Однако в действительности Иуда – это даже не роль и, конечно, не романтический герой, не заговорщик, желающий укрепить союз апостолов кровью Христа, и не человек, который борется за чистоту какой-то идеи. Иуда – всего-навсего маленький человек, который оказался не на своем месте, самый обычный человек, полный недоверия, страхов и подозрений, человек, которому не следовало бы находиться среди апостолов, который ничего не понимал из того, что говорил ученикам Иисус, – но этот человек по какой-то причине оказался среди них, причем ему было даже предоставлено ответственное положение и некоторая власть.

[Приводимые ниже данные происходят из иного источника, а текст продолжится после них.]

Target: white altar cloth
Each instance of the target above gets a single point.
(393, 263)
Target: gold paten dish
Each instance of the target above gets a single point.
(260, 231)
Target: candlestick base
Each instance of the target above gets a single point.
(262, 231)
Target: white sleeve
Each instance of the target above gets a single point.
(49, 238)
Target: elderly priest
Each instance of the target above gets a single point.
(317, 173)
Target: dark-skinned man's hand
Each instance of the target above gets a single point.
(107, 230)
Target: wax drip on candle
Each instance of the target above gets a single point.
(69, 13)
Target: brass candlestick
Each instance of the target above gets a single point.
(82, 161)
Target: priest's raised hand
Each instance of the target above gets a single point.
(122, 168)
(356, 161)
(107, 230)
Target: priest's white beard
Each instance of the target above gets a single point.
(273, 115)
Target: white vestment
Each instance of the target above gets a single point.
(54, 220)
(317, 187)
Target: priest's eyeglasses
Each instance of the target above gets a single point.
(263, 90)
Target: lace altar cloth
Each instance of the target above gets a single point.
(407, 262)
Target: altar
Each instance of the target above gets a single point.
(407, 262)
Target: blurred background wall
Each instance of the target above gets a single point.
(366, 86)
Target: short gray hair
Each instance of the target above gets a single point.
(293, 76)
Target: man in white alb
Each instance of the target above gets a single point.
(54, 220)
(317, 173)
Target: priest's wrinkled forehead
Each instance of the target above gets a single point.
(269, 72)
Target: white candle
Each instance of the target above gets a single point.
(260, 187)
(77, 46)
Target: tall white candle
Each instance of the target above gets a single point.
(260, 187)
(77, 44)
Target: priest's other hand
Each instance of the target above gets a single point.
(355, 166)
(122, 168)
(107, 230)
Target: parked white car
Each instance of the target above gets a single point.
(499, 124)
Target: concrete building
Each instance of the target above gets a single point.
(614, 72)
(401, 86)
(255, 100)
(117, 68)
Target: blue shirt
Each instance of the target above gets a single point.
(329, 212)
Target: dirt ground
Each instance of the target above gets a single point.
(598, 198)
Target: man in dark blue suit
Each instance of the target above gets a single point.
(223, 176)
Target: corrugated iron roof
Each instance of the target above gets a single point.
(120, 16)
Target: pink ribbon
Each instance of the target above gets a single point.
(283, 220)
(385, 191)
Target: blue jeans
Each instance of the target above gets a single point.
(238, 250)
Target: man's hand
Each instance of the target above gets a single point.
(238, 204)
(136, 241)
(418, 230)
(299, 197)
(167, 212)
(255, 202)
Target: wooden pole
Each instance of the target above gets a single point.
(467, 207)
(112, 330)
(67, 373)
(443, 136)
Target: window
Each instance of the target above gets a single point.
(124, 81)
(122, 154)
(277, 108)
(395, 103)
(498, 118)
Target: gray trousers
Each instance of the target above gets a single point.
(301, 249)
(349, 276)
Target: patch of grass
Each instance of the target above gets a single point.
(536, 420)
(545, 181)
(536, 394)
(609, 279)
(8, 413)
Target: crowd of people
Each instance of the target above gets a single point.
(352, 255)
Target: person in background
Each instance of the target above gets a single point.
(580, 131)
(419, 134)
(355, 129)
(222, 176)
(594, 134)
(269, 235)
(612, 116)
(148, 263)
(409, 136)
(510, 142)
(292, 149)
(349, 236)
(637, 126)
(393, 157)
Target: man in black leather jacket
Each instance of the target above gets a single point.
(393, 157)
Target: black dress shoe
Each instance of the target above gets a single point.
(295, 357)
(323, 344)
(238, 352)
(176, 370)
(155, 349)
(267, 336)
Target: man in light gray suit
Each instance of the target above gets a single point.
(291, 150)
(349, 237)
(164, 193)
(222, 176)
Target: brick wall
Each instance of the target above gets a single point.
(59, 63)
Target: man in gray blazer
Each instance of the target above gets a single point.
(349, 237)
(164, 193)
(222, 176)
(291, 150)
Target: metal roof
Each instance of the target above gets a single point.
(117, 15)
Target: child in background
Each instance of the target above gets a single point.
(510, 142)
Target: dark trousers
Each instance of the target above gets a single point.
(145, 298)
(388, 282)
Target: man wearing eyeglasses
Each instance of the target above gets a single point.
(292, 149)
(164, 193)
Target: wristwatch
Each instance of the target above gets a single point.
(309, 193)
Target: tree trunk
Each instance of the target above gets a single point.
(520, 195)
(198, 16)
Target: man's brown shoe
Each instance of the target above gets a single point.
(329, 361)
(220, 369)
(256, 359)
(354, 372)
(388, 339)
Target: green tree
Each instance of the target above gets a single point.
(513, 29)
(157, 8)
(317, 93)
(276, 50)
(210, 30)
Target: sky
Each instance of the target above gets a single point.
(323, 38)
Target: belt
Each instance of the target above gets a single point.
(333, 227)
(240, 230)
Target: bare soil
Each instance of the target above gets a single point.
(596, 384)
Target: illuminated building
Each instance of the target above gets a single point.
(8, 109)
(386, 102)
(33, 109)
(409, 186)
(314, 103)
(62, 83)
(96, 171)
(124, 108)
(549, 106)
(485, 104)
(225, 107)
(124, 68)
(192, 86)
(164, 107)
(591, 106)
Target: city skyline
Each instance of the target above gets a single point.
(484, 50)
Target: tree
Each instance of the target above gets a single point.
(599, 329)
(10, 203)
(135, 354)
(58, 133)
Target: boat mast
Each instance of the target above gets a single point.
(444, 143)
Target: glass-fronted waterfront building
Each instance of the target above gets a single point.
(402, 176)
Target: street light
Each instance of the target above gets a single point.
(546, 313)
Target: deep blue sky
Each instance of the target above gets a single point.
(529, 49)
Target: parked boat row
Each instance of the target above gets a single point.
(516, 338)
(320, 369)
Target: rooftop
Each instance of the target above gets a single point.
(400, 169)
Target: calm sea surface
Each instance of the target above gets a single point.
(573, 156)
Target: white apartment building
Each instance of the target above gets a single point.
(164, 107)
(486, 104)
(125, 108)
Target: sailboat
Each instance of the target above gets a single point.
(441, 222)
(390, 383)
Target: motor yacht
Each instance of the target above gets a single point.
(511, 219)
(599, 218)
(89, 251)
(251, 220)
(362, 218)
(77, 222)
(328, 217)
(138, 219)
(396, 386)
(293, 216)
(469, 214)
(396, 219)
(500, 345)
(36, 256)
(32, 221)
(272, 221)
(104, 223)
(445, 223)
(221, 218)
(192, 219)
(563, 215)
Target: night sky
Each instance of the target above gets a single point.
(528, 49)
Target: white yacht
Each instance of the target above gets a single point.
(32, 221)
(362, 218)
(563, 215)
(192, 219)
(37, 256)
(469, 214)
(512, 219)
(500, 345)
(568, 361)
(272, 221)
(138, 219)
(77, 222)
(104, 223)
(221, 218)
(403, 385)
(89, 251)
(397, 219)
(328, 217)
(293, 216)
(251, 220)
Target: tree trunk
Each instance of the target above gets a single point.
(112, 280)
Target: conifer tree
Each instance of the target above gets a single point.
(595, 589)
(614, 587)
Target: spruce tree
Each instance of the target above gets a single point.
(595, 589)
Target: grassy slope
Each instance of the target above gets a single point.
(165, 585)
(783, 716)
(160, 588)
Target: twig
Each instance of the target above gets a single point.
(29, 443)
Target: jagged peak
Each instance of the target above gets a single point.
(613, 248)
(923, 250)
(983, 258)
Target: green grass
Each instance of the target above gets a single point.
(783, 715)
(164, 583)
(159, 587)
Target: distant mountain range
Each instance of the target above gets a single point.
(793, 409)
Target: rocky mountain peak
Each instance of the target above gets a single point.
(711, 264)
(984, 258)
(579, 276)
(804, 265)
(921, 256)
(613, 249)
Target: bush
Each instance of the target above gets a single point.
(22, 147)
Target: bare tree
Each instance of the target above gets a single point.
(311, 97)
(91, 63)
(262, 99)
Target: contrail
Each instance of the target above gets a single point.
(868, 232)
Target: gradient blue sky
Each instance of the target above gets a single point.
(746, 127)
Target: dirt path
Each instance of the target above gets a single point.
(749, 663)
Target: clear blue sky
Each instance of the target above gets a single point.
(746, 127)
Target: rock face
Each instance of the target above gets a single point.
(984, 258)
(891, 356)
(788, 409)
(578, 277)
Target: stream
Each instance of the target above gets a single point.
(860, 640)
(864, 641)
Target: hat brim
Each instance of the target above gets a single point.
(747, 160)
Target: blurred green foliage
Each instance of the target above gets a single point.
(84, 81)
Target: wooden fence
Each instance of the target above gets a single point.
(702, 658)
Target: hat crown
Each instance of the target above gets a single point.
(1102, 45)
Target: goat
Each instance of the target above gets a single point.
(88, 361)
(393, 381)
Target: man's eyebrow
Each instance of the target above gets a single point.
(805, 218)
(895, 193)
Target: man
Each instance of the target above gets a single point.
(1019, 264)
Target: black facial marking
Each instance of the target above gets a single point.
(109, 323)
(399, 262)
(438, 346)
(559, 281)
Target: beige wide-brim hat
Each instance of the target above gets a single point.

Иуда считался одним из любимых учеников Иисуса; он ведал хозяйством апостолов, был их казначеем. Трагедия Иуды – в том, что он боялся раскрытия своей сущности; он чувствовал, что находится не на своем месте и страшился мысли, что в один прекрасный день Иисус раскроет это другим. Наконец, он не смог более выносить свое положение; он недопонял некоторых слов Иисуса, возможно, почувствовал в них угрозу или намек на нечто, известное только ему и Иисусу. Взволнованный и напуганный, Иуда бежал с вечери Иисуса и учеников, решив предать Иисуса. Знаменитые тридцать сребреников не играли в этом ни какой роли. Иуда действовал под влиянием оскорбления и страха; он хотел разрушить и уничтожить то, чего не мог понять, то, что превышало и унижало его уже тем, что превышало его понимание. Чтобы почувствовать себя правым, ему нужно было обвинить в преступлениях Иисуса и учеников. Психология Иуды – это вполне человеческая психология, психология ума, который чернит то, чего не понимает.


Пилат и Иуда, поставленные рядом с Иисусом, это удивительная особенность евангельской драмы. Больших контрастов нельзя найти, трудно себе представить. Если бы можно было рассматривать Евангелие как литературное произведение, сопоставление Христа, Пилата и Иуды указывало бы на руку великого писателя. В коротких сценах и немногих словах здесь показаны противоречия, не только не исчезнувшие в человечестве за две тысячи лет, но с большой пышностью выросшие в нем и развившиеся.

Вместо приближения к внутреннему единству человек все дальше и дальше отходит от него; но вопрос о достижении единства – самый существенный вопрос внутреннего развития человека. Если он не достиг внутреннего единства, человек не может иметь никакого "я", лишен воли. Понятие "воли" в отношении человека, не достигшего внутреннего единства, – совершенно искусственно.

Большая часть наших поступков определяется непроизвольными мотивами. Вся жизнь слагается из мелочей, которым мы непрерывно поддаемся и служим. Наше "я" непрерывно, как в калейдоскопе, меняется. Любое внешнее событие, поражающее нас, любая внезапно возникшая эмоция становится калифом на час, начинает строить и управлять, и, в свою очередь, неожиданно свергается и заменяется чем-то другим. А внутреннее сознание, не стремясь рассеять иллюзорность этого калейдоскопа и не понимая того, что сила, которая решает и действует, вовсе не оно само, ставит на всем свою подпись и говорит о разных моментах жизни, в которых действуют самые разные силы: "это я, и это я".

С этой точки зрения волю можно определить как "равнодействующую желаний". Следовательно, пока желания не стали постоянными, человек – это игрушка настроений и внешних впечатлений. Он никогда не знает, что он скажет или сделает. Не только завтрашний день, но даже следующее мгновение скрыто для него за стеной случайностей.

То, что кажется последовательностью действий человека, находит свое объяснение в бедности его мотивов и желаний, или в искусственной дисциплине, привитой "образованием" и "воспитанием", или, прежде всего, в том, что люди подражают друг другу. Что же касается людей с так называемой "сильной волей", то обычно у них господствует одно желание, в котором все прочие исчезают.

Если мы не понимаем отсутствия единства во внутреннем мире человека, то не понимаем и необходимости такого единства в сверхчеловеке, так же как не понимаем и многие другие его черты. Сверхчеловек кажется нам сухим рационалистом, лишенным эмоций, тогда как на самом деле эмоциональность сверхчеловека, т.е. его способность чувствовать, далеко превосходит эмоциональность обычного человека.